* [Qemu-devel] [PATCH v2 1/4] block: count bdrv_co_rw_vmstate() requests
2017-05-19 10:32 [Qemu-devel] [PATCH v2 0/4] block: fix 'savevm' hang with -object iothread Stefan Hajnoczi
@ 2017-05-19 10:32 ` Stefan Hajnoczi
2017-05-19 10:32 ` [Qemu-devel] [PATCH v2 2/4] block: use BDRV_POLL_WHILE() in bdrv_rw_vmstate() Stefan Hajnoczi
` (2 subsequent siblings)
3 siblings, 0 replies; 7+ messages in thread
From: Stefan Hajnoczi @ 2017-05-19 10:32 UTC (permalink / raw)
To: qemu-devel
Cc: qemu-block, Paolo Bonzini, Kevin Wolf, Fam Zheng, Stefan Hajnoczi
Call bdrv_inc/dec_in_flight() for vmstate reads/writes. This seems
unnecessary at first glance because vmstate reads/writes are done
synchronously while the guest is stopped. But we need the bdrv_wakeup()

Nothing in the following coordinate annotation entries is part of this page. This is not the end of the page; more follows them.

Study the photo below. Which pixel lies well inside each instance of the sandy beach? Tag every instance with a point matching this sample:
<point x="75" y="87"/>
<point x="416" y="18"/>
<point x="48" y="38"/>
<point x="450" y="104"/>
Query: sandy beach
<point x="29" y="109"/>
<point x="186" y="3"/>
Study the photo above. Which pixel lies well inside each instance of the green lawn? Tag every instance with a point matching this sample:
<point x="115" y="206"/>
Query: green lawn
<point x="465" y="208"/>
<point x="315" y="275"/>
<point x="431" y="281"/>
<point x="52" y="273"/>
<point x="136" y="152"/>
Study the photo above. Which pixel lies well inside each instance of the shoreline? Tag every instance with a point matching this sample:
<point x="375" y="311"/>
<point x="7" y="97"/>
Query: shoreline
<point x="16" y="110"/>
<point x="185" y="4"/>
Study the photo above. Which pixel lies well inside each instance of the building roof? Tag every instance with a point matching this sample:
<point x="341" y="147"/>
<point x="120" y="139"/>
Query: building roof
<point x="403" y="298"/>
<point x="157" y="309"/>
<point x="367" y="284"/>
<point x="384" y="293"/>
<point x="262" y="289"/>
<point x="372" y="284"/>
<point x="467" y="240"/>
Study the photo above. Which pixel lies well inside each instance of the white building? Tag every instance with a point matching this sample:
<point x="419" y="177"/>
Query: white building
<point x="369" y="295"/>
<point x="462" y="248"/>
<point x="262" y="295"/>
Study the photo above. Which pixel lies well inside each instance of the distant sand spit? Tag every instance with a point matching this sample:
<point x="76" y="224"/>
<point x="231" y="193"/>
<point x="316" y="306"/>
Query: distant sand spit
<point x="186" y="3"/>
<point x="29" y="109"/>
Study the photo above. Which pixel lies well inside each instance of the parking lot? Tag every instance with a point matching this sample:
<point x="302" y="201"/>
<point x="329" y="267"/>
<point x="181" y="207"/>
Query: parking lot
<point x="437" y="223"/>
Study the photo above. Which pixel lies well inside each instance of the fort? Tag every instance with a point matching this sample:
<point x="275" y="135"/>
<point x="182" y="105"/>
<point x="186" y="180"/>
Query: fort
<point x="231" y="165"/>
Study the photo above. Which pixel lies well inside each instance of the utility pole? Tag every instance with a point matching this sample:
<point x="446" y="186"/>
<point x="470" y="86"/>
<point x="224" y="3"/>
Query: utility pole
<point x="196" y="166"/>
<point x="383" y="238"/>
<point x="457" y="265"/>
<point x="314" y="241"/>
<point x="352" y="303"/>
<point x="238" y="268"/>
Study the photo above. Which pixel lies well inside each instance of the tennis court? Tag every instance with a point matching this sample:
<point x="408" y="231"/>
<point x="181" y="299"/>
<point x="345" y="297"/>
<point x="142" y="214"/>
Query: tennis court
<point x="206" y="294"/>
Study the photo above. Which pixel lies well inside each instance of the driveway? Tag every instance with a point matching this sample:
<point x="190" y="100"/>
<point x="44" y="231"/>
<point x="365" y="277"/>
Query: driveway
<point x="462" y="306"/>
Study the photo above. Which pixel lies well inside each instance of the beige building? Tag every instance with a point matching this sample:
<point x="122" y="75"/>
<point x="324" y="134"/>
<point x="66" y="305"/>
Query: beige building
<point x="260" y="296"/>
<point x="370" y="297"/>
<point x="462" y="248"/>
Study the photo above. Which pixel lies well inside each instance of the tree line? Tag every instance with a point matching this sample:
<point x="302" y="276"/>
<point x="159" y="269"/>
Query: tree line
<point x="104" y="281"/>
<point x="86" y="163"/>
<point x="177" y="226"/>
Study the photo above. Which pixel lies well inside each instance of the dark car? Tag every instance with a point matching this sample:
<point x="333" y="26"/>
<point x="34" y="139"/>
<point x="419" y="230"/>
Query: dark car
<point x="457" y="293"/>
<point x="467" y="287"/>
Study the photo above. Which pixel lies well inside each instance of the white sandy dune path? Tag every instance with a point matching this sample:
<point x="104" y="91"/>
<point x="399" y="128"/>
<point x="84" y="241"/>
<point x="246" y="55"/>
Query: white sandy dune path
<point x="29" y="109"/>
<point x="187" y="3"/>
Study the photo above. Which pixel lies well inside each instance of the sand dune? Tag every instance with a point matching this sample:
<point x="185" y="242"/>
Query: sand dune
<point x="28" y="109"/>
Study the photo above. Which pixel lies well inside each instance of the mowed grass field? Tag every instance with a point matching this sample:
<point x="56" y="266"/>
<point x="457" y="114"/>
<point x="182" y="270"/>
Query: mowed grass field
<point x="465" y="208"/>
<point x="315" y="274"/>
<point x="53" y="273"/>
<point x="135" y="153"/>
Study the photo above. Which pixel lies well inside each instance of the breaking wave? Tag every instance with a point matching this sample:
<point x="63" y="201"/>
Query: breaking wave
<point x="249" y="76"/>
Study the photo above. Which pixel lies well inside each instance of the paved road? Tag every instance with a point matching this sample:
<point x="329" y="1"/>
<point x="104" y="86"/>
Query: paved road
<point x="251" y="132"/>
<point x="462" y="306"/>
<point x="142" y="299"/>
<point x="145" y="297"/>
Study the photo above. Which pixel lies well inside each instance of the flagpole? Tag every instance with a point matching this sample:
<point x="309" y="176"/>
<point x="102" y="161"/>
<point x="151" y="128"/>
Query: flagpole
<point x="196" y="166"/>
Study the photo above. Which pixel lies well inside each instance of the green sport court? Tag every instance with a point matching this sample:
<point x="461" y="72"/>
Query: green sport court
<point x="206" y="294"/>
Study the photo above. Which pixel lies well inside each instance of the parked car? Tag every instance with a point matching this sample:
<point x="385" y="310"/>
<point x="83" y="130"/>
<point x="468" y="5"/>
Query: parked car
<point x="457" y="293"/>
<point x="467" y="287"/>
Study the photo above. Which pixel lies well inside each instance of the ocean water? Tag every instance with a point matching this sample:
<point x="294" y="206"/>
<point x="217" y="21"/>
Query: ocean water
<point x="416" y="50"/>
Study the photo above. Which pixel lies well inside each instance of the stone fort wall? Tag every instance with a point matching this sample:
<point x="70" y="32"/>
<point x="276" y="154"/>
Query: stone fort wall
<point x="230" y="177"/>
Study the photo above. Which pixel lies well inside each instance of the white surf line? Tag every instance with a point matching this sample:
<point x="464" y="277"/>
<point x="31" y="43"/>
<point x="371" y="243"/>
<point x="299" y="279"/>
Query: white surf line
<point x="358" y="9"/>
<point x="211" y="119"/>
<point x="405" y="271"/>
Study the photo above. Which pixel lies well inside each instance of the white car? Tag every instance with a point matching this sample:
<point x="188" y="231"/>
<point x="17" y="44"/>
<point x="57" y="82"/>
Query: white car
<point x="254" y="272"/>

in bdrv_dec_in_flight() so the main loop sees request completion.
Besides, it's cleaner to count vmstate reads/writes like ordinary
read/write requests.
The bdrv_wakeup() partially fixes a 'savevm' hang with -object iothread.
Signed-off-by: Stefan Hajnoczi <stefanha@redhat.com>
Reviewed-by: Eric Blake <eblake@redhat.com>
Reviewed-by: Paolo Bonzini <pbonzini@redhat.com>
---
block/io.c | 17 ++++++++++++-----
1 file changed, 12 insertions(+), 5 deletions(-)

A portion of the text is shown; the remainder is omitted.